MLA for Saskatoon Sutherland
- In office 1975–1976
- Preceded by: first member
- Succeeded by: Harold Lane

Personal details
- Born: 1923 Colonsay, Saskatchewan
- Died: 1976 (aged 52–53)
- Party: Liberal

= Evelyn Edwards =

Canadian politician

Evelyn Grace Edwards (1923–September 17, 1976) was a Canadian registered nurse and provincial politician. She was a Liberal member of the Legislative Assembly of Saskatchewan, representing the electoral district of Saskatoon Sutherland from 1975 until her death in 1976.

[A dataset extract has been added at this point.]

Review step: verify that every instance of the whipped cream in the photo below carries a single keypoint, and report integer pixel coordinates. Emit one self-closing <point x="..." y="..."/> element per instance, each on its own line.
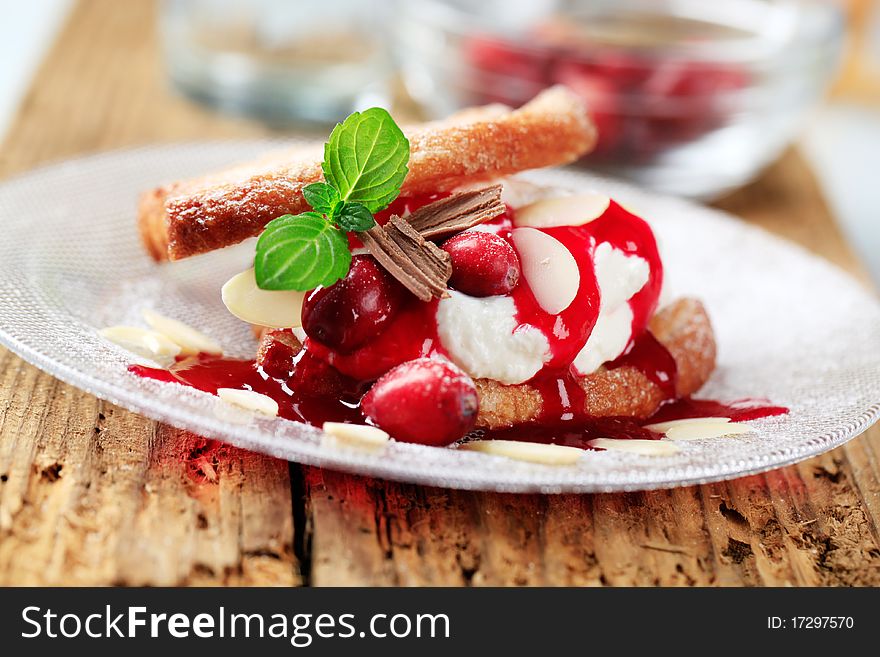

She was born and educated in Colonsay, Saskatchewan. She graduated as a nurse from Saskatoon City Hospital. She married W. Arnold Edwards. Edwards was a trustee for Saskatoon City Hospital and served on its board of governors from 1972 to 1974. She was president of the Saskatchewan Hospital Association in 1975, a founding member of the Parkinson's Disease Foundation and a board member of the Saskatoon Council on Aging. Edwards also served as a board member at the Saskatoon and provincial levels for the Canadian National Institute for the Blind. She was a member of Saskatoon City Council from 1966 to 1971. She resigned her council seat to run for mayor of the city in 1971, but lost to Bert Sears.